A federal appeals court has revived a legal challenge to the Minnesota Human Rights Act (MHRA), ruling for the first time that religious business owners can invoke free speech rights when refusing to service a same-sex wedding.

The 8th U.S. Circuit Court of Appeals sided with Carl and Angel Larsen, a Christian couple who operate a video production company called Telescope Media Group. The Larsens want to expand their business to include weddings, but state officials say the MHRA requires the Larsens to accommodate both same-sex and opposite sex partners.

“Minnesota’s interpretation of the MHRA interferes with the Larsens’ speech in two overlapping ways,” Judge David Stras wrote for a divided three-judge panel. “First, it compels the Larsens to speak favorably about same-sex marriage if they choose to speak favorably about opposite-sex marriage.

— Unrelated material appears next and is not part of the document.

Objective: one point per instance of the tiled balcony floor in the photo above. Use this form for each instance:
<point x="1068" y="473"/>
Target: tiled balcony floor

Second, it operates as a content-based regulation of their speech.”

The decision is particularly significant in view of the Supreme Court’s 2018 Masterpiece Cakeshop decision, which involved a Christian baker who declined to make custom weddings cakes for same-sex marriages. Though the baker prevailed in that dispute, the high court did not decide whether religious conservatives can use the First Amendment to skirt anti-gay discrimination laws.

The Alliance Defending Freedom (ADF), which represented the baker in the Masterpiece case, also represents the Larsens. ADF is a public interest law practice that litigates around religious liberty issues.

The Larsens sued state officials in December 2016, saying the MHRA prevented them from operating their business consistent with their religious beliefs. U.S. District Judge John Tunheim sided with the state and dismissed their lawsuit in September 2017.

On appeal, the 8th Circuit said that Telescope’s videos are the Larsens’s personal speech. The Larsens’s exercise significant editorial discretion over its media productions and promote a particular message about the sanctity of marriage, the panel said.

As such, the majority said the MHRA forces the Larsens to defy their religious beliefs and create speech that is favorable to same-sex marriage. Citing the Supreme Court’s 2018 Janus decision, the 8th Circuit said that “compelling individuals to mouth support for views they find objectionable,” is a core First Amendment violation. In Janus, the high court said that unions could not collect mandatory dues from non-members for First Amendment reasons.

Elsewhere in the decision, Stras wrote that the MHRA regulates speech based on content, another violation. The majority said the safer course for the Larsens would be to avoid the wedding business altogether, a type of “compelled self-censorship” that violates free speech rights.

The 8th Circuit also allowed the Larsens’s to proceed with their claim that the MHRA interferes with their right to practice religion. Stras said the couple is in a unique “hybrid situation” in which they can use their free exercise concerns to “reinforce their free speech claim.”

Judge Bobby Shepard joined Stras’s opinion. President Donald Trump included Stras on his list of prospective Supreme Court nominees. (RELATED: Senate Republicans Tell Supremes Not To Be Intimidated By Court-Packing Threats)

Minnesota counters that the MHRA regulates conduct, not speech, and that any burden on the Larsens’s free speech rights is merely incidental. Rules or regulations that have unintentional effects on speech rights are generally lawful.

In a series of tweets following the 8th Circuit’s decision, Minnesota Attorney General Keith Ellison promised to bring a strong, strategic legal response, and said he was offended by the decision.

In dissent, Judge Jane Kelly warned that the majority’s thinking could be used to evade civil rights laws that bar race and sex discrimination. Kelly is considered a contender for a Supreme Court appointment under a Democratic president.

“Its logic would apply with equal force to any business that desires to treat customers differently based on any protected characteristic, including sex, race, religion, or disability,” Kelly wrote. “In this country’s long and difficult journey to combat all forms of discrimination, the court’s ruling represents a major step backward.”

The case will now return to a federal trial court for further proceedings.